Missing "ent" in annotation
SivilTaram opened this issue · comments
Qian commented
Hi Li,
when I want to preprocess some data new for the model, I have encountered an error which warns me about missing the "ent" field. I think there may be a omit in wikisql/annotate.py
, and here is my solution:
def annotate(sentence, lower=True):
global client
if client is None:
client = CoreNLPClient(default_annotators=['ssplit', 'tokenize', 'pos'])
words, gloss, after, ents = [], [], [], []
for s in client.annotate(sentence):
for t in s:
words.append(t.word)
gloss.append(t.originalText)
after.append(t.after)
ents.append(t.pos)
if lower:
words = [w.lower() for w in words]
return {
'gloss': gloss,
'words': words,
'after': after,
'ent': ents
}
Hope it could help others, thanks :-D
Li Dong commented
Hi @SivilTaram ,
Thanks for the code!
import spacy
import codecs
import json
from spacy.tokens import Doc
nlp = spacy.load('en_core_web_lg')
def anno_main(anno_path):
with codecs.open(anno_path.replace('annotated', 'annotated_ent'), "w", "utf-8") as f_out:
with codecs.open(anno_path, "r", "utf-8") as f_in:
for line in f_in:
js = json.loads(line)
w_list = js['question']['gloss']
ws_list = [it.isspace() for it in js['question']['after']]

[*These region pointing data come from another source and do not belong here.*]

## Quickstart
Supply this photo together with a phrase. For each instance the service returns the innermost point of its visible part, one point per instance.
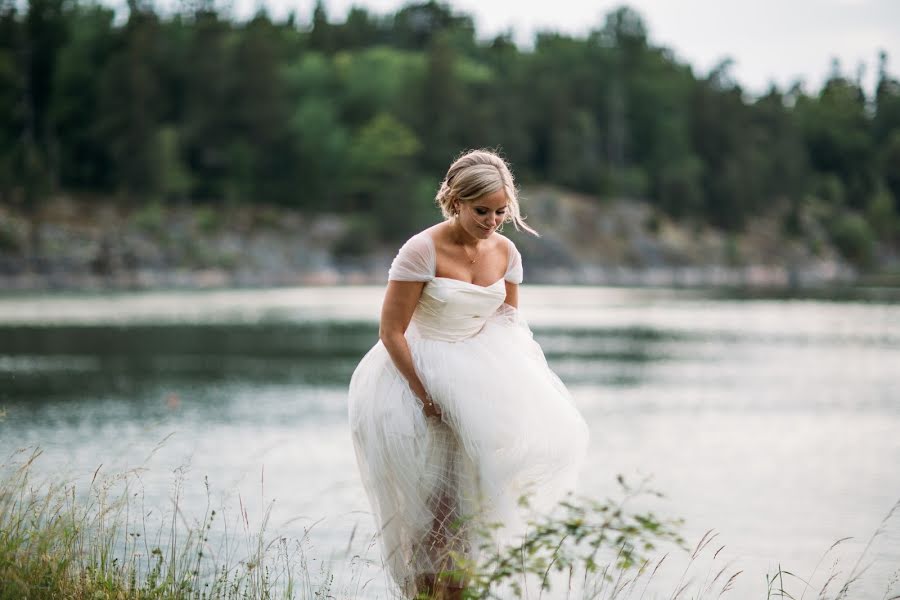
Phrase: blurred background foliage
(363, 116)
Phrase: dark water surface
(775, 422)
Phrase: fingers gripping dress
(509, 426)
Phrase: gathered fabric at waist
(455, 329)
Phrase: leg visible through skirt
(450, 482)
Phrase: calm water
(774, 422)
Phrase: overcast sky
(769, 40)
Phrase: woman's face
(482, 216)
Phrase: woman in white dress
(454, 413)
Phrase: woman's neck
(460, 236)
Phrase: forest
(362, 115)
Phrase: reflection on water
(773, 421)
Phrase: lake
(774, 422)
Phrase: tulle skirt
(509, 444)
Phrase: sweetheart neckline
(484, 287)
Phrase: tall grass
(57, 541)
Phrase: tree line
(363, 115)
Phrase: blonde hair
(477, 173)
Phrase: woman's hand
(430, 409)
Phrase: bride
(454, 413)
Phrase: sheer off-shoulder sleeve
(514, 272)
(415, 261)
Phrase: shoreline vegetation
(95, 245)
(57, 541)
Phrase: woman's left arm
(512, 294)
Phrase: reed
(60, 542)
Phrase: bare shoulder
(504, 242)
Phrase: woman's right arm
(400, 301)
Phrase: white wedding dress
(509, 426)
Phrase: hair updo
(477, 173)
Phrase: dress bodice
(450, 309)
(453, 310)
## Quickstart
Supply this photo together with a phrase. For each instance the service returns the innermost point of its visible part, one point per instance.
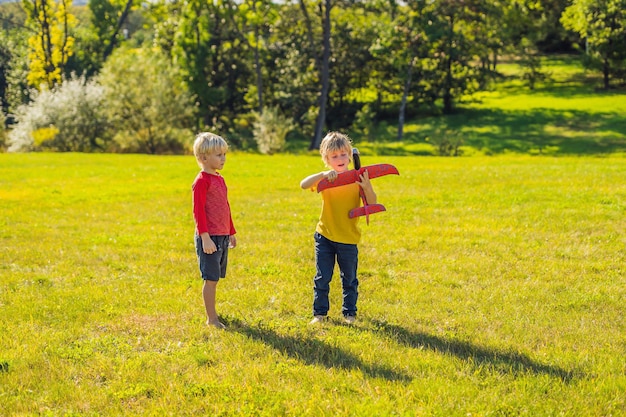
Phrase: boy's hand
(331, 175)
(208, 246)
(365, 181)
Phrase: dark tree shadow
(501, 361)
(314, 352)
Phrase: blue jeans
(347, 257)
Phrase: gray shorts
(213, 266)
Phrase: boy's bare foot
(215, 323)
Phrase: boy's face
(338, 160)
(213, 161)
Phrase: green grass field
(492, 286)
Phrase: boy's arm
(208, 246)
(199, 190)
(312, 180)
(367, 188)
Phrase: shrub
(147, 102)
(68, 118)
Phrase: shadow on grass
(504, 362)
(533, 131)
(314, 352)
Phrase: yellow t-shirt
(334, 223)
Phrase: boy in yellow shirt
(337, 235)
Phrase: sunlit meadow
(490, 286)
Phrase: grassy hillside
(490, 286)
(566, 114)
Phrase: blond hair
(333, 142)
(208, 143)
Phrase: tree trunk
(259, 75)
(405, 94)
(113, 42)
(325, 78)
(447, 88)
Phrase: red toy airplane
(350, 177)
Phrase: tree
(322, 63)
(603, 24)
(212, 57)
(52, 42)
(147, 102)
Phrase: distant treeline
(126, 75)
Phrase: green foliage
(52, 43)
(147, 102)
(14, 69)
(270, 130)
(70, 117)
(490, 286)
(603, 26)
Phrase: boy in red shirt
(215, 231)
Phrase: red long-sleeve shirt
(211, 210)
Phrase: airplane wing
(352, 176)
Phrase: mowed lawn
(490, 286)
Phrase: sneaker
(317, 319)
(218, 324)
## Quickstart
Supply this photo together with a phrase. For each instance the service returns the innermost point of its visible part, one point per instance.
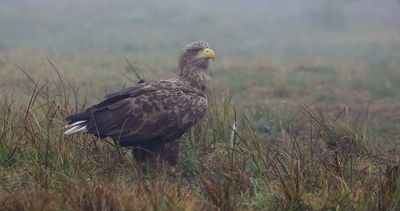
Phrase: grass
(313, 161)
(315, 101)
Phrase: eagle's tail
(77, 124)
(76, 127)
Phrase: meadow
(314, 89)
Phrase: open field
(314, 89)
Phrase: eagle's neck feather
(196, 76)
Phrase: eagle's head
(196, 54)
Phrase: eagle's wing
(162, 111)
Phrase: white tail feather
(76, 127)
(74, 124)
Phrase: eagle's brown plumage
(152, 116)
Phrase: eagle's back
(158, 110)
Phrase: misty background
(257, 43)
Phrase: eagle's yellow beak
(207, 54)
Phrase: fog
(272, 28)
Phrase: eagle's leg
(167, 151)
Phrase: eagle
(151, 116)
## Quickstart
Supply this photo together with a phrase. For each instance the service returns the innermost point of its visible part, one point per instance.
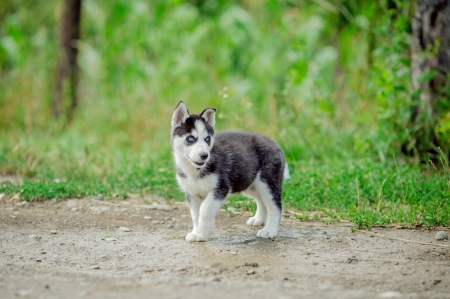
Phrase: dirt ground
(79, 249)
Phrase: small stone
(441, 235)
(110, 239)
(161, 207)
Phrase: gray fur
(210, 166)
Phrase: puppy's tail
(286, 175)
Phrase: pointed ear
(209, 115)
(180, 114)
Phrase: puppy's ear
(209, 115)
(180, 114)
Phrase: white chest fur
(196, 186)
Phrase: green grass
(364, 191)
(333, 90)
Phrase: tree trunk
(430, 68)
(67, 68)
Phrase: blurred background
(327, 79)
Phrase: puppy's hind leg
(260, 216)
(272, 201)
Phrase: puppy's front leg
(207, 217)
(194, 205)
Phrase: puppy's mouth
(199, 163)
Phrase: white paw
(195, 237)
(255, 221)
(267, 233)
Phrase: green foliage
(329, 80)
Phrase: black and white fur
(210, 166)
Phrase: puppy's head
(193, 135)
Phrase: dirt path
(48, 250)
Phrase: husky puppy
(210, 166)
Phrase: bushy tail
(286, 175)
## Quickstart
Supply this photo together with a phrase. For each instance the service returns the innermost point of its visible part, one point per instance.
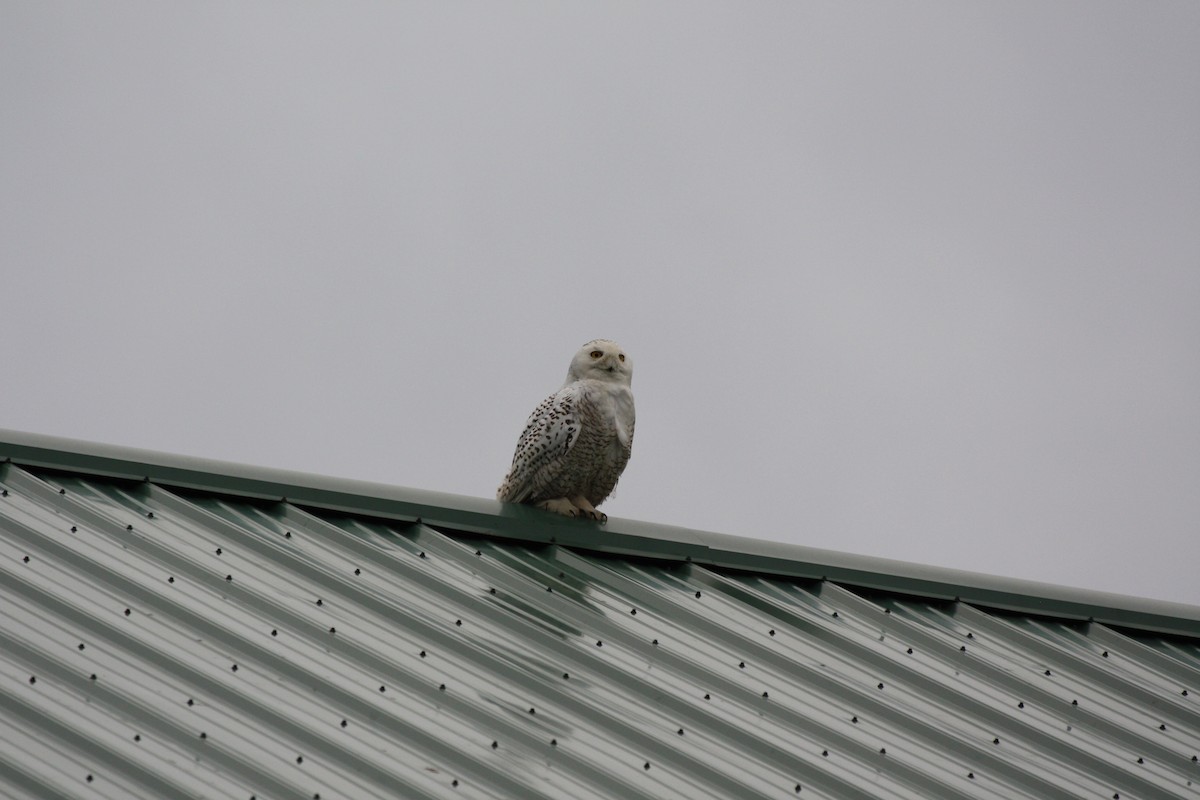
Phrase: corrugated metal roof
(195, 635)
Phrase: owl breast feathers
(577, 441)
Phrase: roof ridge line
(618, 536)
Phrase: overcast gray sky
(918, 281)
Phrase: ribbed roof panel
(160, 642)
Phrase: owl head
(601, 360)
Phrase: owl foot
(588, 510)
(561, 505)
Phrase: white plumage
(577, 441)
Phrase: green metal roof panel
(159, 641)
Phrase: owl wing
(550, 433)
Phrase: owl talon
(587, 509)
(561, 505)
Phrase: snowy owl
(577, 440)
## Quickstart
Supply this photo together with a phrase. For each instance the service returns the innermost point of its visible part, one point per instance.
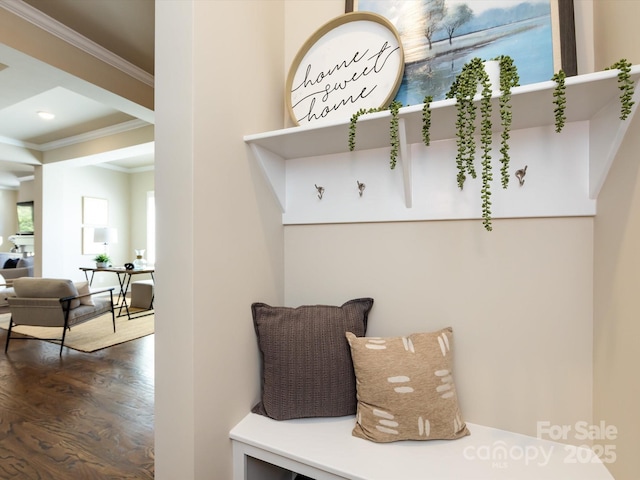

doc = Doc(nlp.vocab, words=w_list, spaces=ws_list)
for name, proc in nlp.pipeline:
doc = proc(doc)
js['question']['ent'] = [tk.tag_ for tk in doc]
assert(len(js['question']['ent']) == len(js['question']['words']))
f_out.write(json.dumps(js))
f_out.write('\n')
for split in ('train','dev','test'):
anno_main("data_path/WikiSQL/annotated/{}.jsonl".format(split))